Теперь, может быть, мы стали прилежнее и любознательнее, но уже слишком поздно. Теперь нам приходится по крупицам собирать те жемчужины, которые оставил нам поэт, как след своей творческой, гениальной деятельности и жизни. Теперь мы с напряжением и затратой огромных усилий выясняем те или иные подробности биографии или творчества Пушкина, — и процесс этого выяснения и собирания далеко не закончен. Этим объясняется тот, без сомнения, прискорбный факт, что мы до сих пор, несмотря на девять протекших со смерти Пушкина десятилетий, не имеем ещё полной биографии его, то есть полной истории его изумительной жизни и деятельности: некоторые основные вопросы пушкиноведения ещё не выяснены в достаточной степени, требуют тщательного исследования, определения, обоснования. Рукописи Пушкина ещё не в полной мере изучены, нет полного их перечня. Мы не знаем в точности обстановки детских лет поэта, — та среда, в которой он рос, ещё недостаточно изучена, не обследовано имущественное состояние родителей поэта, — лишь недавно, например, в нижегородских архивных хранилищах обнаружено двенадцать дел нижегородской Палаты гражданского суда, содержащих в себе данные об имениях отца, дядей и тётки поэта; лишь после революции удалось проникнуть в дела секретного архива бывшего III Отделения и изучить вопрос об отношении к Пушкину тайной полиции; год тому назад, как мы уже указали, неожиданно открылись в архиве Юсуповых письма Пушкина к Хитрово, весьма важные для суждения о политических воззрениях Пушкина в 1830—1831 гг., нам многое ещё неясно в обстановке последних лет жизни поэта, — обстановке крайне сложной и запутанной… Мы не знаем ближайших виновников последней дуэли Пушкина и можем строить лишь предположения о вдохновителях и исполнителях интриги против поэта; столь же мало исследованы и многие другие, более частные вопросы биографии Пушкина, как, например, вопрос о его ссылке в Михайловское. О том, какие существенные материалы и по этому вопросу находятся ещё до сих пор под спудом, покажет моё дальнейшее небольшое сообщение о новых данных о ссылке Пушкина в Михайловское и об освобождении его оттуда.
Не будем разбираться в причинах этого грустного факта и попусту сетовать. Постараемся доказать, что к нам не приложимо обидное слово поэта, что «мы ленивы и нелюбопытны», — сделаем все, что от нас зависит, для того, чтобы искупить вину наших отцов. Образование государственного заповедника «Пушкинский уголок», а затем и Общества друзей заповедника и быстрый рост числа его членов убедительно показывают, что любовь и интерес к Пушкину как поэту и человеку растут неудержимо, что мы хотим работать для укрепления его памяти среди наших современников и среди молодого поколения, идущего нам на смену.
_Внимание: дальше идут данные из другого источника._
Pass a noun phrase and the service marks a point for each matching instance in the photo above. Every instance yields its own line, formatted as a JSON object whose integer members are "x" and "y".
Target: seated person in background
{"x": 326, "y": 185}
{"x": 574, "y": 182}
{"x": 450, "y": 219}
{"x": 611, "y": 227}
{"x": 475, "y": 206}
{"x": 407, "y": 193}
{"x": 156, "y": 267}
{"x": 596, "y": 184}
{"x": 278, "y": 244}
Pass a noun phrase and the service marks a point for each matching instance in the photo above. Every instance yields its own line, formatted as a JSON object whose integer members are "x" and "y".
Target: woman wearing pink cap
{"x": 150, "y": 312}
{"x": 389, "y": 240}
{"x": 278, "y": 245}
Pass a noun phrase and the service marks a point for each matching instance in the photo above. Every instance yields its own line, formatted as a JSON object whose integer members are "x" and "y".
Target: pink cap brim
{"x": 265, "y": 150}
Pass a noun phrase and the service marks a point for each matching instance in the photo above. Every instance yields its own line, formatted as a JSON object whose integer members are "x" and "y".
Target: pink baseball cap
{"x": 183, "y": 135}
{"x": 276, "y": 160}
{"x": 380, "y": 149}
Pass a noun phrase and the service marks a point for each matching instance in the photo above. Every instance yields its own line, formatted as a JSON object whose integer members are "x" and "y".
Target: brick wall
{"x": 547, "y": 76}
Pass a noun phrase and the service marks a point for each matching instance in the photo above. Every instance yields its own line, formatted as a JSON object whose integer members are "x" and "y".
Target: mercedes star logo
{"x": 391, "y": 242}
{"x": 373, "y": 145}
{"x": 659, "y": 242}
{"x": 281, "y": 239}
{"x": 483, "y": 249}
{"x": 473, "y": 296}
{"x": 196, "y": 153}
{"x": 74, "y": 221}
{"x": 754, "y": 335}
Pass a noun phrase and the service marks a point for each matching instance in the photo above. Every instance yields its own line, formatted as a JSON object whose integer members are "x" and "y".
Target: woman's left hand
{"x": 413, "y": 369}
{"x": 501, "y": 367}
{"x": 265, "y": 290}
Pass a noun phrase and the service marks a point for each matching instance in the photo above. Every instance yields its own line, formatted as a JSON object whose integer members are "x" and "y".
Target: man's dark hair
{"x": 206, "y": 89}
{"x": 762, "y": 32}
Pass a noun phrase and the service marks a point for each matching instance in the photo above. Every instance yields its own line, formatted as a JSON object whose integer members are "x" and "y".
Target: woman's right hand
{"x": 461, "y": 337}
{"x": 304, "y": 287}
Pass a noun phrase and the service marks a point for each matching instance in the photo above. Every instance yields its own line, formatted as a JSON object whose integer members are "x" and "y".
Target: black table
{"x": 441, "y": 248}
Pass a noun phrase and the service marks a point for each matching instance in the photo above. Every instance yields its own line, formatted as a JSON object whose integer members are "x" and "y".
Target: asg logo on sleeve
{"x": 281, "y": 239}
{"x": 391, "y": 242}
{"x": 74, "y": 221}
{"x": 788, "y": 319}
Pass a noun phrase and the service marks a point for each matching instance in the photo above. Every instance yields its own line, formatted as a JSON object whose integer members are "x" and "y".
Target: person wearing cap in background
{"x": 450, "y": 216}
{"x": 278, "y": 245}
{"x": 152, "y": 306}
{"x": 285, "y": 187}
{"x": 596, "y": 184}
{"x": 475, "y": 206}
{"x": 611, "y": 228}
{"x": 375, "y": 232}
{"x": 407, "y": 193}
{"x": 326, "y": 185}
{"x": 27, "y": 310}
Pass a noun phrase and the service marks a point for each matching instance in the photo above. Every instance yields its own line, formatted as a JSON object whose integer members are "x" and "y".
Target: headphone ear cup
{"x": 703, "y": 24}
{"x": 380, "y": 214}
Это убеждение даёт мне право надеяться, что собравшиеся здесь сегодня наши сочлены и гости не поскучают слушанием моего небольшого сообщения на довольно специальную тему: я хочу сказать несколько слов о нескольких новых фактах, предшествовавших ссылке Пушкина в Михайловское и последовавших за отъездом его оттуда. Факты эти открыты в не изданных ещё материалах Пушкинского Дома, и как они на первый взгляд ни мелки, они приобретают значение в той общей цепи причин, которые молодого поэта, проникнутого величайшей жаждой жизни, шедшего навстречу этой жизни с неудержимою потребностью свободы, ярких, сильных и глубоких чувствований, столь неожиданно для него с залитого светом и красками Черноморского побережья забросили в новую, неизмеримо тягчайшую прежней, ссылку, похожую больше на одиночное заключение, чем на ссылку, — бросили в заточение в Михайловское. Правда, из этого двухгодичного заточения гениальная природа поэта извлекла максимальную пользу, обратив его к плодотворному творчеству, — ссылка не сломила поэта, а закалила его и принесла нам лучшие произведения Пушкина — «Бориса Годунова» и серединные главы «Евгения Онегина» (III—IV), не говоря о нескольких десятках лирических жемчужин, — ибо
…тяжкий млат,
Дробя стекло, куёт булат.
Но переживать эти годы Пушкину было безмерно трудно. Мы знаем, как он, впоследствии без горечи вспоминавший о «том уголке земли,
где он провёл
Изгнанником два года незаметных», —
мы знаем, как он рвался на волю и изыскивал все способы к освобождению. Только что открытое нами письмо к сестре, писанное ровно (почти день в день) через год по приезде в Михайловское, показывает нам всю силу этого стремления на свободу. По поводу неудачных и неудавшихся попыток матери и друзей получить для него разрешение на поездку в один из больших городов России или за границу он писал с горечью: «Я очень грустен от того, что со мною произошло, но я это предсказывал. Я не жалуюсь на мать, — наоборот, я ей очень признателен: она думала сделать для меня хорошо, она горячо принялась за это, и не её вина, что она ошиблась. Но мои друзья, они сделали как раз то, что я заклинал их не делать. Что за безумное упорство принимать меня за дурака и толкать меня в беду, которую я предвидел, на которую я им указывал. Они возбуждают неприязненные чувства в его величестве, продляют моё изгнание, издеваются над моим существованием, и когда поражаются всеми этими ошибками, — они говорят комплименты насчёт моих прекрасных стихов и — идут себе ужинать. Что ты хочешь? я грустен и обескуражен, мысль ехать во Псков представляется мне в высшей степени нелепой; но так как будут довольны, если я буду не в Михайловском, то я и ожидаю, чтобы мне на то было дано приказание. Всё это — дело легкомыслия, жестокости непонятной. — Ещё одно слово: здоровье моё требует другого климата, а его величеству не сказали о том ни слова. Его ли вина, что он ничего об этом не знает? Мне говорят, что общество в негодовании, — я — тоже, но я негодую на беспечность и легкомыслие тех, которые мешаются в мои дела. О, Боже мой, избавь меня от друзей!»[208] Вот как досадовал поэт.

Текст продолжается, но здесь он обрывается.